I really enjoyed reading your day, though did you really post it before 6am this morning?! You work long hours! Now, on to look at those library signs I came here for...
Penny

Audrey Nay said...

I appreciate what you are about!! I did this exercise for my executive on my last day of term 2. Was most enlightening...but certainly not helped by the "Recovery required" message I encountered at the end of that day!! Being primary RFF and the very last day of term there should have been many other entries but they just did not get done....and as you- I did not leave until way past dark and way past the cleaner!! Long live the TL!!

Ruth Buchanan said...

@ penszen: I mostly schedule entries to the blog, writing them ahead of time. I schedule them for earlyish in the morning so there's fresh content at the start of each school day for when people log on to their computers. Sometimes, though, something comes up during the day and I bung in an extra entry - those usually have the exact posting time. Being able to schedule entries is a great thing, though - much easier than daily remembering/posting, and I prepare the entries in my own time after hours/on weekends.
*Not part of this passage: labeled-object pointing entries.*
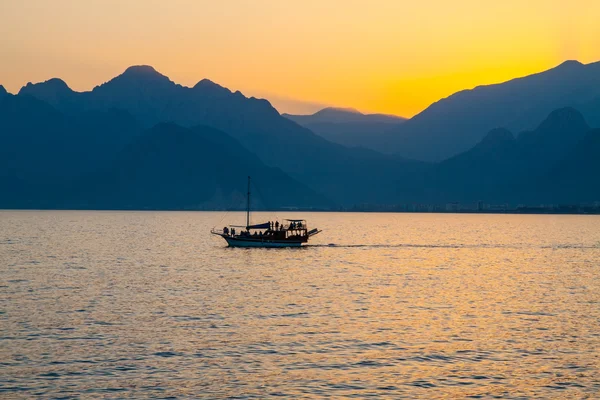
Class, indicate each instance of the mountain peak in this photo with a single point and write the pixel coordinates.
(53, 86)
(570, 63)
(338, 110)
(564, 116)
(211, 87)
(142, 70)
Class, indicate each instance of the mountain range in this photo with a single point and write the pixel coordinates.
(143, 141)
(348, 126)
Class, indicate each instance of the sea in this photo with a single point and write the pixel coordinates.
(104, 304)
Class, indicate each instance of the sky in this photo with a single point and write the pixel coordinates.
(386, 56)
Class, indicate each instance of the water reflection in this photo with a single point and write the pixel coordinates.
(149, 305)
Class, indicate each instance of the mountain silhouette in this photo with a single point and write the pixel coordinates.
(503, 168)
(456, 123)
(172, 167)
(102, 159)
(337, 115)
(105, 148)
(344, 175)
(348, 126)
(575, 178)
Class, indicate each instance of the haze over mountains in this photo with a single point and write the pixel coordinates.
(348, 126)
(143, 141)
(456, 123)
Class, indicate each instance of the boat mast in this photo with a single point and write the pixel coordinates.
(248, 207)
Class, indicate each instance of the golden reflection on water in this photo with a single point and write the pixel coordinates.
(148, 304)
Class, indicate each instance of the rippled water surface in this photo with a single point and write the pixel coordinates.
(148, 304)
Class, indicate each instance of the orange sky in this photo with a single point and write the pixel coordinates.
(387, 56)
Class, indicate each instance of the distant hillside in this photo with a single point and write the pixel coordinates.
(349, 127)
(102, 159)
(335, 115)
(577, 176)
(502, 168)
(344, 175)
(103, 149)
(456, 123)
(171, 167)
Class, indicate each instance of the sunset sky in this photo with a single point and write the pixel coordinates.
(388, 56)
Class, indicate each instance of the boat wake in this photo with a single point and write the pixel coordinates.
(455, 246)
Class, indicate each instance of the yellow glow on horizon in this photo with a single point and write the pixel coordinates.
(385, 56)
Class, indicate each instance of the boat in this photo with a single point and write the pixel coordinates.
(288, 233)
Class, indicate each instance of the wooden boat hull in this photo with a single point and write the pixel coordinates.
(236, 241)
(248, 242)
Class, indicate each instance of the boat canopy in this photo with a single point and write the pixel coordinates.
(265, 225)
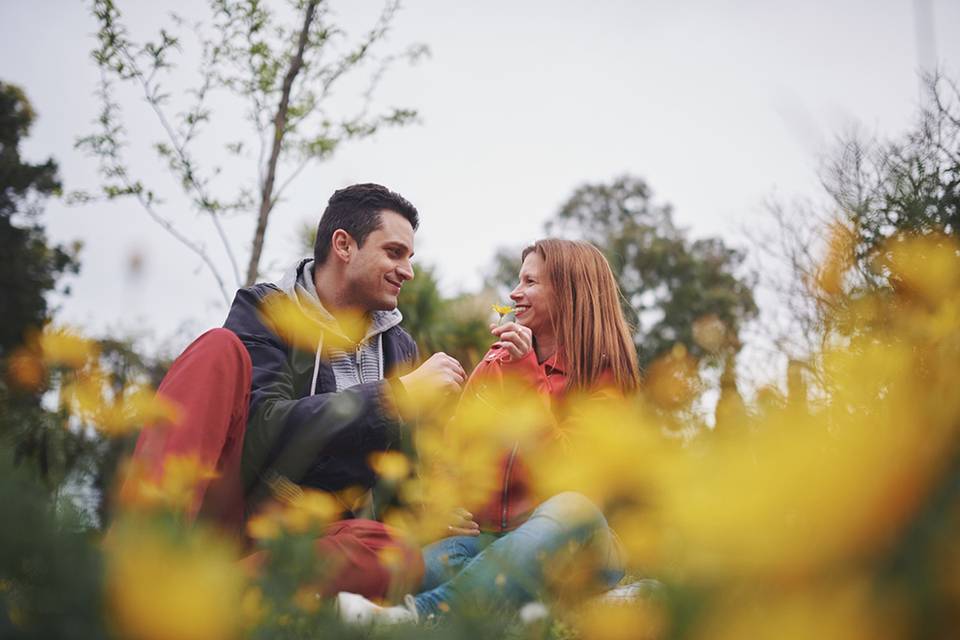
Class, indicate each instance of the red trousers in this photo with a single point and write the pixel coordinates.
(210, 383)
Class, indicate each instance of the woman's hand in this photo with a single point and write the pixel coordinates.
(463, 524)
(515, 338)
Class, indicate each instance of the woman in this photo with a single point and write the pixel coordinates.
(569, 336)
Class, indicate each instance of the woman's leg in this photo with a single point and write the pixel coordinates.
(510, 572)
(445, 558)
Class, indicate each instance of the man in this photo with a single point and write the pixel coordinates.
(273, 416)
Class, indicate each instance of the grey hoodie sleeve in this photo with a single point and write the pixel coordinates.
(286, 434)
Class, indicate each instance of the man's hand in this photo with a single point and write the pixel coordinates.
(463, 524)
(439, 375)
(515, 338)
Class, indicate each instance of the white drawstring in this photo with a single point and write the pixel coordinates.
(316, 366)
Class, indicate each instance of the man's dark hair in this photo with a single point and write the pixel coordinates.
(356, 209)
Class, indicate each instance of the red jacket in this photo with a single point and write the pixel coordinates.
(513, 501)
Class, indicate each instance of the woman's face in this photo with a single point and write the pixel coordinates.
(533, 296)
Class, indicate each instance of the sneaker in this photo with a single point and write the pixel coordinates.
(355, 609)
(632, 592)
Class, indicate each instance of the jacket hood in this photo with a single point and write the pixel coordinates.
(297, 283)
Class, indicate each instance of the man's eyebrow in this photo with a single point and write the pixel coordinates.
(399, 245)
@ Audrey: how do computers know it's the last day of term? I've had a computer pull that sort of trick on me on the last day of term too.

Thanks for the comments.

Audrey Nay said...

Being able to schedule entries is a great thing... How do you do that? I would love to know.

Anonymous said...

Wow! What a day! Ruth, you are an inspiration.
Ever since discovering your blog, we have tried lots of your ideas in our college library. Moving the furniture was a great idea, just for one example.
You make us laugh, make us envious and make us feel it is all worthwhile.
Keep up the excellent work.
Jennifer in New Zealand

Ruth Buchanan said...

@ jennifer: thank you!!

@ audrey: To schedule a blog entry:
Login to your blogspot blog at http://draft.blogger.com

At the bottom of the white 'post' window, click on Post Options.

Over on the right, you have a box where you can specify the date and time - take care as it may be in US order, depending on how you've tweaked your blog settings (ie. month/day/year rather than day/month/year).